Legitimate authority flows naturally from healthy hierarchical structures. The ur-example of legitimate authority is fatherhood which flows naturally from healthy family structures and collapses in unhealthy structures. Other forms of natural legitimate authority are generally forms of fatherhood: monarchs are the political fathers of their nations, elders are simply fathers who have unofficially adopted a tribe, while ecclesiastical authorities are spiritual fathers of their flocks. Some domain-specific authorities arise naturally from ability or knowledge and adopt many aspects of fatherhood to their specific domain: warband leaders, gangs, teachers, mentors, etc. These natural authorities flow from basic human social and hierarchical instincts and are the building blocks of civilization.

Healthy authority is generally these forms of natural authority.

There are also unnatural forms of legitimate authority. Modern democracy is the greatest example of this. It is an unnatural system derived from numerous artificial and unnatural social constructs, yet is accepted as legitimate by most of the citizens within the democracies.

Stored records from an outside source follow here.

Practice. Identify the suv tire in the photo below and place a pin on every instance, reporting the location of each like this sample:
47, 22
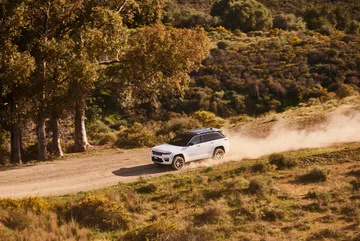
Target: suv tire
178, 163
218, 154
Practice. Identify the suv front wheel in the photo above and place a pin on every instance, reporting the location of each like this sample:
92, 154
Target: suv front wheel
178, 163
218, 154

Democracies also tend to be unhealthy precisely because it is unnatural.

Unnatural authority is not necessarily bad, per se, but because it is unnatural, it has higher bar to clear when it comes to legitimacy and it is more likely to be dysfunctional. Legitimacy flows from God and from the people; it is not the will of the people, but the people ruled by an authority must recognize the legitimacy of an authority. Natural authority by default confers legitimacy: children do not question the right of the father to rule them until these child naturally grows to an age to rule themselves, and even then, children still accept their father’s advice and guidance. The biggest threat to natural authority is the abuse or neglect by the authority. In cases where a natural authority is abusing or neglecting his duties, legitimacy breaks down and the ruled will rebel to be replaced by either anarchy or a new legitimate authority.

Unnatural authority does not automatically confer legitimacy. Legitimacy comes through either earned merit or persuasion. Intellectual leaders and recognized experts generally gain their legitimacy as authorities in their domains through the demonstration of knowledge and skill related to their specific domains. Business leaders and the rich earn their authority through performance in the free market. Democratic leaders gain their legitimacy through persuasion, using the methods propaganda and bribery, hence the omnipresent state and state instruments in any democracy constantly trumping the virtues of democracy and providing bread and circuses. The main problem with unnatural authority is that it is much easier to persuade than it is to earn. A bribe or a piece of propaganda is easier than decades of labour excelling at an area of expertise. So, unnatural authorities will tend to drift towards manipulation over merit to obtain legitimacy.